Para o crítico de HQs Eduardo Nasi, "é bastante surpreendente que a série tenha chegado até aqui tão intacta". "‘Hellblazer" não chega a ser um campeão de vendas, mas Constantine continua o mesmo mago inglês loiro arrogante, que bebe, vai a pubs e enfrenta demônios", destaca. Nasi acredita que a longevidade de "Hellblazer" se deva muito ao espírito jovem e ousado do protagonista. "Constantine inicia sua trajetória assim: um punk sem nada de especial que começa a explorar o mundo e vai muito além do que nós geralmente vamos. Ele conjura demônios, faz sexo sem pudores, usa todo tipo de droga e se mete em todo tipo de merda. Ele me parece muito mais um cara que busca experiências do que, de fato, um adulto formado".
Denardin crê que a maior diferença de Constantine em relação a seus colegas de HQ está justamente nessa liberdade. "Um herói tem os limites bem definidos.

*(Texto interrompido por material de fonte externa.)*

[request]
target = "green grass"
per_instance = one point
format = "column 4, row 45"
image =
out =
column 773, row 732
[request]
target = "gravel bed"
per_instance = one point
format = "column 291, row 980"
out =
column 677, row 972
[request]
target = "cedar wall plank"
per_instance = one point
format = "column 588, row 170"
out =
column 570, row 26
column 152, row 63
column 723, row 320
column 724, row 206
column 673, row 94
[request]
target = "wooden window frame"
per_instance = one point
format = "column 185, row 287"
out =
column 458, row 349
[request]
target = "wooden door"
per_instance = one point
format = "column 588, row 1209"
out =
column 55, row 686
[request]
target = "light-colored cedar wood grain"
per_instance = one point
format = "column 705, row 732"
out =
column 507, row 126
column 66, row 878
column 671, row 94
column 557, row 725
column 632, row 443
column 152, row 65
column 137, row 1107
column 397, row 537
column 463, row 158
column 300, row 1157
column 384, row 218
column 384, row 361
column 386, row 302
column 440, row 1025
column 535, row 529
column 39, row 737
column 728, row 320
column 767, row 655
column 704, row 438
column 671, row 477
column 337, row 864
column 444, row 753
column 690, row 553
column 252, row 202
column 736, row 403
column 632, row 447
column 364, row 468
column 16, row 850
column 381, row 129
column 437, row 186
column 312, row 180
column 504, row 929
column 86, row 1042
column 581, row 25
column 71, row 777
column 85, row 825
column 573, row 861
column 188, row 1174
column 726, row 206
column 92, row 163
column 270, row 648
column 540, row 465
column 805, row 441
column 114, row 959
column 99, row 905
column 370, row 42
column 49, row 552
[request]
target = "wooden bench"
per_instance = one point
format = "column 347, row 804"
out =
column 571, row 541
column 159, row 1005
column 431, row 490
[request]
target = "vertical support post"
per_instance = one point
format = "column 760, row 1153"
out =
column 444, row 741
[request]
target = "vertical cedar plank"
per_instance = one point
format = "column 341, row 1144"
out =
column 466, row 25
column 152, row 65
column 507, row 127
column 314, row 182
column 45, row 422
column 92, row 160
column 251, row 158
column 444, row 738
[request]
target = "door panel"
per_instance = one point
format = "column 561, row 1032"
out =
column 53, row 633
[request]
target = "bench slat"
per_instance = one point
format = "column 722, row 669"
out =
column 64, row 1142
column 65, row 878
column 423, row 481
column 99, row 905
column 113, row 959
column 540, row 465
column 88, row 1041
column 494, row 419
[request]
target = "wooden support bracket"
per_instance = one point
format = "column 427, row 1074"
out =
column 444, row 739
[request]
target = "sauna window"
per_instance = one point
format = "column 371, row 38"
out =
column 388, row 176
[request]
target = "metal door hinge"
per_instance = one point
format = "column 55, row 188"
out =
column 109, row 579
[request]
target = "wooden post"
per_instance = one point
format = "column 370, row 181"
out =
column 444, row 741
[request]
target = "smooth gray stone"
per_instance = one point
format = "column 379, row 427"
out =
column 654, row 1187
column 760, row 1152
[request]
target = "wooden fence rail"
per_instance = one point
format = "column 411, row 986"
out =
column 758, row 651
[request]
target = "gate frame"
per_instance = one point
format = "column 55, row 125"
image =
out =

Um anti-herói permite o que a imaginação de um escritor quiser fazer sem descaracterizá-lo", diz.
Em 2005, e depois de anos de especulação, a revista em quadrinhos "Hellblazer" se tornou o filme "Constantine". Porém, quase nada do que se sabia da HQ foi para as telas. A começar pelo próprio personagem central. Britânico, loiro e mal encarado, John Constantine foi encarnado no cinema pelo norte-americano, moreno e rosto-de-bebê Keanu Reeves. A ambientação da trama saiu das ruas sombrias de Londres para o universo pop de Los Angeles.

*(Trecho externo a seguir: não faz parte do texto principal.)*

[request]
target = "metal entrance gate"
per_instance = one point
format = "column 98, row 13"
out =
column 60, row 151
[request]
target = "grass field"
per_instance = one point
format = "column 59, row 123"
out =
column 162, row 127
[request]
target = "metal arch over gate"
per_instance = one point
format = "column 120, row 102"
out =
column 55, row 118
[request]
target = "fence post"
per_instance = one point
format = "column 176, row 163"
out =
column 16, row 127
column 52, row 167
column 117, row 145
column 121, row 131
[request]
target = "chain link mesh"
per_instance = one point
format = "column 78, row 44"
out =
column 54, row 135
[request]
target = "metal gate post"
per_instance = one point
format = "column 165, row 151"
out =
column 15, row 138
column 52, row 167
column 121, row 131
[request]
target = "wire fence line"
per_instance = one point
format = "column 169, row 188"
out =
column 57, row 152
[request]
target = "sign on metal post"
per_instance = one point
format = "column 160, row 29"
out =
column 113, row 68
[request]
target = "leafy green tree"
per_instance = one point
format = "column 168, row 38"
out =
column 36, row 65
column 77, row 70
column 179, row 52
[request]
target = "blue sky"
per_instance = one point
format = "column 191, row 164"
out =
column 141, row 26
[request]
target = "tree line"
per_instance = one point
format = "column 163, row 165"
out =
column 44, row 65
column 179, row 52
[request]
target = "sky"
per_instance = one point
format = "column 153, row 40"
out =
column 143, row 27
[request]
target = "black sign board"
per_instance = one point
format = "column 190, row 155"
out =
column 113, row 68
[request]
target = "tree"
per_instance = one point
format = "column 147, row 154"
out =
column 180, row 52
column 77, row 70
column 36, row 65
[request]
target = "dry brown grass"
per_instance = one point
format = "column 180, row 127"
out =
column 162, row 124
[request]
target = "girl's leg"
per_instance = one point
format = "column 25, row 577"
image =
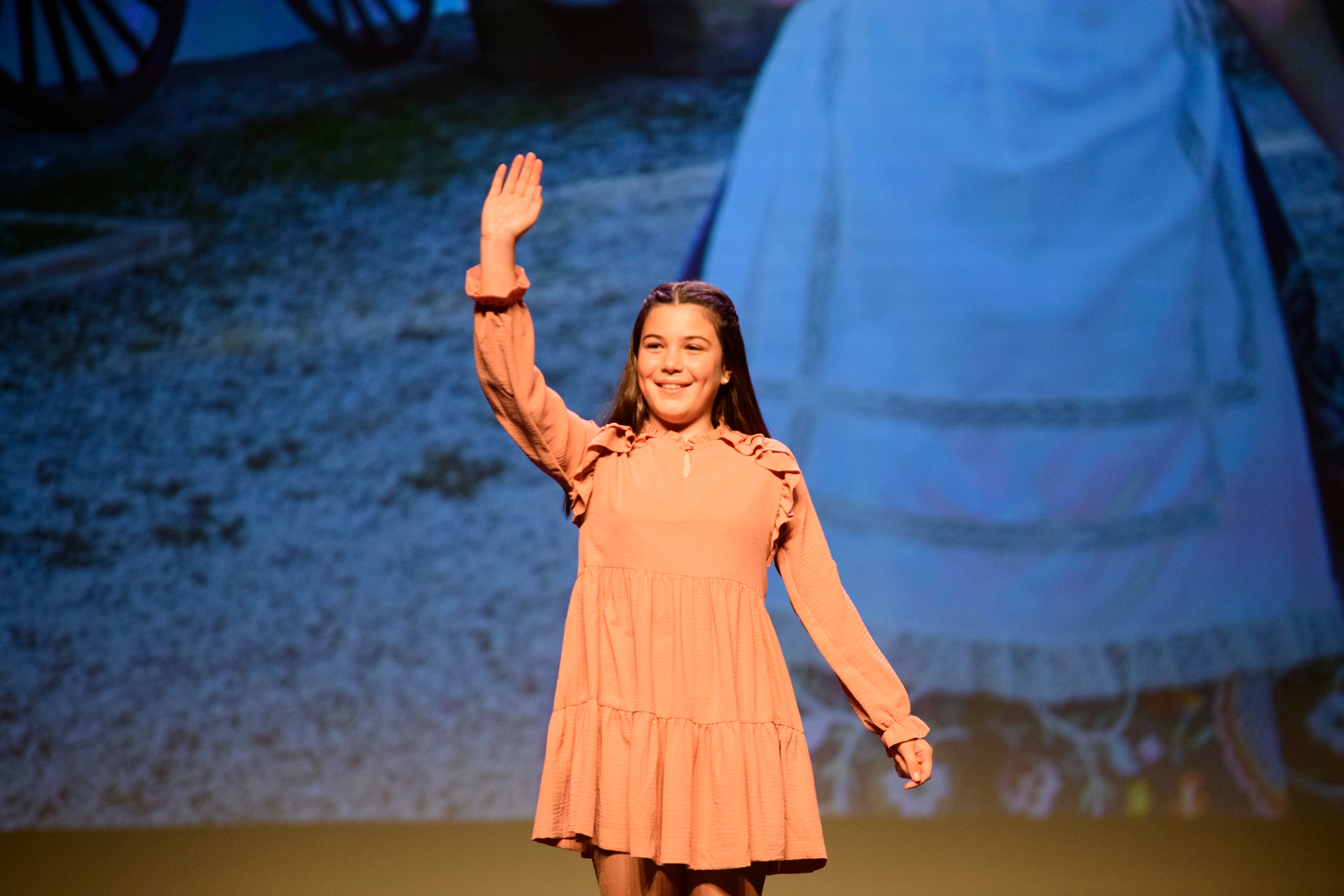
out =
column 624, row 875
column 732, row 882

Apesar de inspirado no arco de histórias "Hábitos Perigosos", publicado em 1991, o roteiro do longa de Francis Lawrence pouco guardou de semelhanças com o universo original de "Hellblazer". Mesmo assim, foi sucesso de bilheteria na época.
Publicação no Brasil
"Hellblazer" foi publicado pela primeira vez no país em 1990, na revista mensal "Monstro do Pântano", em formatinho, pela editora Abril. Em 1995, a Abril lançou a publicação mensal "Vertigo", contendo histórias com John Constantine escritas por Garth Ennis. A revista, porém, só durou um ano.
Em 1997, as HQs do bruxo inglês migraram para a editora Metal Pesado, que as publicaram de forma bastante irregular, até a Brainstore assumi-las em 2000. A Pixel editou a série no final da década passada, em diversos álbuns especiais. Atualmente, "Hellblazer" sai pela Panini em histórias mensais e encadernados esporádicos.